Today I'm at home, awaiting a new dishwasher that needs to be delivered and installed during working hours, deeply enjoying the quiet of the house and finding that the time to reflect is the best gift of all.
Normally, my alarm goes off around 5am and I take half hour to encourage my body to wake up (which it is loathe to do - I have to build in a half hour of quiet because I am NOT a "bound out of bed" person), then a half hour to write my morning pages (thank you, Julia Cameron and The Artist's Way) before REALLY rushing to pack my lunch, shower and dress, and get out the door so that I can arrive to work by 7am. I hit the ground running when I get to school, and I don't even take a breath until 7th period - my only prep period - because I work through lunch, answering Teams chats and email as I eat my soup or salad at my desk. There is a brief reprieve in 7th period to try to get a couple of tasks done, and then the kids show up again at 3pm for tutorial, often not clearing out the classroom until 4pm. Only then can I do my "real" work of grading, planning, etc... and I am so exhausted that my brain does not want to comply.
On my good days, I work until 5:30 or 6:30, or I am able to take some work home and do it for an hour or two. On my bad days I practically whimper as I walk to my car, and feel incredibly grateful to live alone so that nobody will see me fall into the sofa with something probably-not-healthy for dinner before going to bed.
It's not sustainable, and I do not approve of this way of living. I'm constantly trying to do better, and it's hit and miss.
But it's Winter Solstice season, the darkest part of the year, and as the days get shorter and the nights get deeper, I'm asking myself to go deeper, too.
Deep breaths.
Deep thoughts.
Deeper well (thanks, Kacey Musgraves).
Some seasons are for frolicking in the fields, or planting, or harvesting... but in my mind, winter's darkness is a place for quiet. It's a chance to sit in those long nights, enjoying candlelight (which will have to suffice for a fireplace, which my 1923 house does not have... how do I not have a fireplace?!) and hot tea, reading and writing, crochet or other crafty endeavors. It's a season of soups and roasted vegetables... quiet, unfussy food that still has deep nourishment.
(Tonight's soup: curried butternut squash, made with coconut milk and finished with chili crisp. Simple doesn't mean boring.)
This year I'm really embracing the solstice: looking to nature's rhythms to guide me through the darkness. Usually I decorate my house in traditional (Dickensian?) themes, lots of red bows and red and green tartan, bringing out the "good" dishes with the gold rims, pretending I'm in Downton Abbey or something.

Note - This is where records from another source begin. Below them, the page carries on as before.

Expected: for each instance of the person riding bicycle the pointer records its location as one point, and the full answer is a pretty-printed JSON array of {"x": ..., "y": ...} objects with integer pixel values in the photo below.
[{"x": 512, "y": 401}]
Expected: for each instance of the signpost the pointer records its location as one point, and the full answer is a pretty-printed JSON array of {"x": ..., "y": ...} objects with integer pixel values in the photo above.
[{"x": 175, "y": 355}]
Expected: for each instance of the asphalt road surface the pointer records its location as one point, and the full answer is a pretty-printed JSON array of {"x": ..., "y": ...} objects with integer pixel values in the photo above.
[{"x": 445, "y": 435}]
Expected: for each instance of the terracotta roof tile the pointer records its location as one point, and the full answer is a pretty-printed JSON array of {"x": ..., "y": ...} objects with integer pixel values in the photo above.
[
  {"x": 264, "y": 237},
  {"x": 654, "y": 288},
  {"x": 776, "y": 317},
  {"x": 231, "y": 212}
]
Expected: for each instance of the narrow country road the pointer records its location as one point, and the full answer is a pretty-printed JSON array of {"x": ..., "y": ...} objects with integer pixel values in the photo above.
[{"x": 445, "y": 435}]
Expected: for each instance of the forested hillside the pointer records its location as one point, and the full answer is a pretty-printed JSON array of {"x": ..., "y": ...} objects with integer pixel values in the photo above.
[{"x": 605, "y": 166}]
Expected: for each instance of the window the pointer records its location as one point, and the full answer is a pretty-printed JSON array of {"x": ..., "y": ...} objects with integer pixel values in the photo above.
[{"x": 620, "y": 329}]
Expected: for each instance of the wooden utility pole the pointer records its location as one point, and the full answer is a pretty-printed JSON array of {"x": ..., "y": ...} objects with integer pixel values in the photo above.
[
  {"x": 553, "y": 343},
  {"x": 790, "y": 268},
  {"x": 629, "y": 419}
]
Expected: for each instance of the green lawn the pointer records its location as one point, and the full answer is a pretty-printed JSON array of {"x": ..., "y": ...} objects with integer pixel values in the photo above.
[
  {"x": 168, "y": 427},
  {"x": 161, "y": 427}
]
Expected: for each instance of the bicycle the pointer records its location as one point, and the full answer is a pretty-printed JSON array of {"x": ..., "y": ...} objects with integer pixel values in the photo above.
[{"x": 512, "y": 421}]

Not this year. This year I gathered fallen branches of cedar and fir in the park, and hung them around the dining room light. I laid out white crystals - druzy, lots of selenite, and one lovely and large quartz agate. I put the cheery red pillowcase covers on the family room sofas downstairs, and I put the snow globe and nutcrackers down there too, because upstairs I wanted to think about snow, forests, ice, the night sky. We have our traditional tree with all of the memory ornaments - souvenirs from vacations, ornaments received as gifts, ornaments purchased to commemorate important events like births, graduations, and such... but this year, I gently put away the angel and replaced it with a star. I'm looking to nature.
How does one live in the modern world, with corrupt politicians and starving children in Gaza and 5am alarms and broken dishwashers and aging bodies... and find joy, peace, rest, nourishment? And how dare I put "broken dishwashers" on the same line as children in war zones?
I'm taking my cues from nature.
The sky is dark, but it's filled with stars, even when we can't see them behind the clouds.
It's okay to slow down, like the trees do, bare branches quiet against a gray sky.
It's a good idea to have a few extra pounds to make it through the cold season.
And the waves go in, and out; in, and out ... just as they do all year. The crows still gather, and the squirrels still scamper, but the chickens aren't laying like they did in summer, and the grass isn't growing, and everything is gently fluttering but not surging.
I had a professor who talked about the fallow field: a time when a writer needed to let things sit, just like a field in winter, because that time is not wasted, it is a replenishing of the soil, a preparation for planting and harvest, not wasted time.
It's okay to go inside, to curl up with a book, to snuggle into the sofa cushions with a handmade blanket keeping one cozy. There is value in that, too.
Somehow, I need to figure out how to be cozy and still, while still living in the modern world. There is a big difference between the quiet of a good book and a cup of tea, and the quiet of convenience foods in front of the television. The glow of a candle nourishes in the way that the phone screen cannot. And bodies need to move in order to be well, even if they don't want to move at full pace. And the students must be taught, and the papers graded, and the laundry done... despite that natural pull towards stillness.
I think I might need to seek stillness in other places. Farther away from the city, more time under the night sky. Less time on pavement, more time on the soft trails of the park. Fewer large gatherings, and more small cozy ones.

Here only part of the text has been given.